At this point, I do not know if any demolition has been done yet. Documentation (text and photos) is very important before, doing, and after repairs are made.


*Bill02: *

1) There are too many variables involved on how to resolve this issue on this site. If you will call (Mark, 210-823-3864) or e-mail your contact information, I can expedite how to proceed and resolve.

To benefit others, I can, then, summarize all activities, and post, at a later date, so that others can benefit from this information.

2) Again, the denial letter, the policy and any paid endorsements need to be "in hand" and reviewed before any work is done. By who? See below.

3) After discussion, I would recommend that you talk to two different vendors: a) an experienced insurance restoration contractor, and b) a public adjuster.

Before contacting these two vendors, I would make sure that you have a contract or written commitment from the insured that you will be the primary contractor on this project........covered loss or not.

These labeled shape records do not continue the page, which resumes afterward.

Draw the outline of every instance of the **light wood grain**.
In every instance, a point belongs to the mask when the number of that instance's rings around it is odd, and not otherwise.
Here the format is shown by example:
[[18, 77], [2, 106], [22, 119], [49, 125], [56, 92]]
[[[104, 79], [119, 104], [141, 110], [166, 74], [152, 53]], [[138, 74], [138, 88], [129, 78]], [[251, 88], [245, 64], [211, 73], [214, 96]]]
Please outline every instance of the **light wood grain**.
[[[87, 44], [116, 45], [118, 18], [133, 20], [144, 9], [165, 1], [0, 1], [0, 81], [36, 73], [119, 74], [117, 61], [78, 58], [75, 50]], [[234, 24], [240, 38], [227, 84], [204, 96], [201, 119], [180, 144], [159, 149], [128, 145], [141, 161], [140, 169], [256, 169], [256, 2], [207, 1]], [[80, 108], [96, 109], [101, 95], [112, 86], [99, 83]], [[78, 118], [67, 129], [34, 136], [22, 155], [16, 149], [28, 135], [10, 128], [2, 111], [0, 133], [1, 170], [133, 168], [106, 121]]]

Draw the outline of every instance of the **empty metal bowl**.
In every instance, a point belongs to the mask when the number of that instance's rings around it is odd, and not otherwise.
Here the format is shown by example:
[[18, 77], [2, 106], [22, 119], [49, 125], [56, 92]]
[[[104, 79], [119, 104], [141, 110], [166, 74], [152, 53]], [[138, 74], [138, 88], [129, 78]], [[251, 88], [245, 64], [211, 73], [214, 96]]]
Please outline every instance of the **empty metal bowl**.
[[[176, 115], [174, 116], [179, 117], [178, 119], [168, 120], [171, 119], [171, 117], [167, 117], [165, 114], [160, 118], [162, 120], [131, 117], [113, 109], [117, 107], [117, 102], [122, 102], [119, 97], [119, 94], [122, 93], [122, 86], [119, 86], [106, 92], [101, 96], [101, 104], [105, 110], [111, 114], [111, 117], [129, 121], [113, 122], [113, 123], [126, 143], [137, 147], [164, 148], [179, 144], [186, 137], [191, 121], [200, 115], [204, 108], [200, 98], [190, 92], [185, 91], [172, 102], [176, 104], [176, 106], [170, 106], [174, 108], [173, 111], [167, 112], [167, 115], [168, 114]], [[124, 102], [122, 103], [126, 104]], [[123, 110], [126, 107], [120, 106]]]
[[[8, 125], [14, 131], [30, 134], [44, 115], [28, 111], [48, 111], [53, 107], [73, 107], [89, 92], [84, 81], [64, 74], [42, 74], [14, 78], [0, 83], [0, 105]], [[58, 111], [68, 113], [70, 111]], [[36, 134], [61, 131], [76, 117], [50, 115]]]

a) If you are not experienced in dealing with Category 3, Black Water losses, you might want to consider a restoration contractor as a sub to properly demo and deal with any seepage and provide proper removal of materials and cleaning to prevent contamination to the loss site and other parts of the house during removal. Unfortunately, this will not be cheap. Again, coverage needs to be determined before any work begins. 

b) While I am not a big fan of public adjusters, you may want to help the insured contact a public adjuster to review and determine policy coverage. There are + and - to having a public adjuster. They are qualified to interpret policy coverage and deal with the carrier. They do not charge for the initial visit, nor any other services, unless they recover any insurance funds. Keep in mind, they will have the insured sign a contract before providing any advice. Their contract may require a fee of 10-30% of the gross loss for their fee. So, in total, there could be as many as 4 estimates for this project: 1) yours for demo/repair, excluding the pipe, 2) the restorer, if used, 3) the public adjuster, and, an estimate from the carrier/adjuster if the claim continues.

Insurance estimates are prepared in computerized, line item, unit pricing (sf, lf, ea, sq, etc) format.

This particular loss is a gray area. By not being on site myself, I can only make general recommendations on how to proceed and protect all parties involved.

When dealing with insurance losses, all avenues must be considered to protect the interests of the insured.


----------